As you know, OTP’s are only valid once and for a specific time. So the “traditional” approach was to either present a dedicated form to steal a OTP on its own (see e.g. our last Gozi report for such an example).

So this one blew us away and it works as follows[2]:

  • For an authentication page where the user has to provide a OTP, Carberp will hook into the onSubmit of the “Sign on” button
  • It will save all values (including the OTP) and then simulate the look and feel of a new page loading.  This new page says that the token password has expired and the user should please enter another one. The page loading will be stretched to 60 seconds to get a new OTP!
  • The page load simulation is done as follows
  • All content elements will be made invisible (via CSS) and the page loading time will be a simulated 60 seconds.
  • With a timeout function, the content elements keep appearing one by one (exactly how it looks if a page loads slowly)
  • They check all input parameters (including e.g. that the OTP is different than the old one)

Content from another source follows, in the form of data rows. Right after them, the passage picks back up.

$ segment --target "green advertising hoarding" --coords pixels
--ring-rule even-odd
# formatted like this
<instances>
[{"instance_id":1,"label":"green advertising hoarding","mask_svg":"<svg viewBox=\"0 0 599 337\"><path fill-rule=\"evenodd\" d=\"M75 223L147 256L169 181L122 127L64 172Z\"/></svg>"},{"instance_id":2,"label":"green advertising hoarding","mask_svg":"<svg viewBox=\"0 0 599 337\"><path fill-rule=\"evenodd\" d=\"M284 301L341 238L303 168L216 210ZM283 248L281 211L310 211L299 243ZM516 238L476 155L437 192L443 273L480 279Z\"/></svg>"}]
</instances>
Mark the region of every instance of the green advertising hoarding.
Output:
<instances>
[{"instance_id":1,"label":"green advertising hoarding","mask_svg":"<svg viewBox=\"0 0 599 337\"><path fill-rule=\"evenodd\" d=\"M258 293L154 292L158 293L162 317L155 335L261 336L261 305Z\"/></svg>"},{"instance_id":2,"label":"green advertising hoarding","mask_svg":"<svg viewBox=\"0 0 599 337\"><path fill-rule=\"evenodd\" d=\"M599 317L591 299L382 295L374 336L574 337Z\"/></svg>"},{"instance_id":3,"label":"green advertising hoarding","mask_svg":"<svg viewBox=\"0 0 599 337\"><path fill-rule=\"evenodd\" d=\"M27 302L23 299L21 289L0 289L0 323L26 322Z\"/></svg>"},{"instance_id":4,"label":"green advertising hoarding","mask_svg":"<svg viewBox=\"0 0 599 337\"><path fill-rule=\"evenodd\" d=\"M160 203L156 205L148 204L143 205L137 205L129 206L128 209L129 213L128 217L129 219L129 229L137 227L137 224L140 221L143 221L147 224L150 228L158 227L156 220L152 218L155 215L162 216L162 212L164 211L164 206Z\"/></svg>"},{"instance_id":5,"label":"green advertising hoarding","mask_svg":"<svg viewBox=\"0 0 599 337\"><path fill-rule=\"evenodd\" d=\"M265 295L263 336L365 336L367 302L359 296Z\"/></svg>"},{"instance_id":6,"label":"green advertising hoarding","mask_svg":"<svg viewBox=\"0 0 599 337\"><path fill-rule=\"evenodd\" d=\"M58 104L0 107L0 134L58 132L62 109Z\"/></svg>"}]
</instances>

4 Rogue / Fake Antivirus Engine

This Carberp variant has an interesting twist to it as it will also install a rogue Antivirus Engine. We at TrustDefender Labs are most interested in transactional Trojans so we’ll keep this section short; we can just view it as a kind of a “reverse online fraud” as the bad guys don’t try to turn legitimate wire transfers into fraudulent ones. Instead, they convince you to do execute and authorize the fraudulent transaction directly. No need to steal it at all.

First of all, it pretends to scan the computer just to find a lot of things (as you would guess).

Obviously there are many infections and I can only remove them if I pay (obviously).

$79.95 for a lifetime license + premium support doesn’t seem to be such a bad deal, but somehow I declined to pay this time.

The system is almost unusable if you don’t upgrade as for every single program the following information window will be shown!

So either you pay or the system is almost unusable… I think they make lots of money…

Side note: if you want to see exactly how much they are making, please refer to the great report by Bart Villeneuve from the Information Warfare Monitor: http://www.infowar-monitor.net/reports/iwm-koobface.pdf

SPOILER: “The Koobface mothership maintains daily records of the money earned from affiliate relationships. The daily total for the last seven days is sent to four Russian mobile phone numbers daily. The records of daily totals extend back for nearly one year, from June 23, 2009 to June 10, 2010. During this time, Koobface earned a total income of $2,067,682.69. The daily average income was $5,857.46.”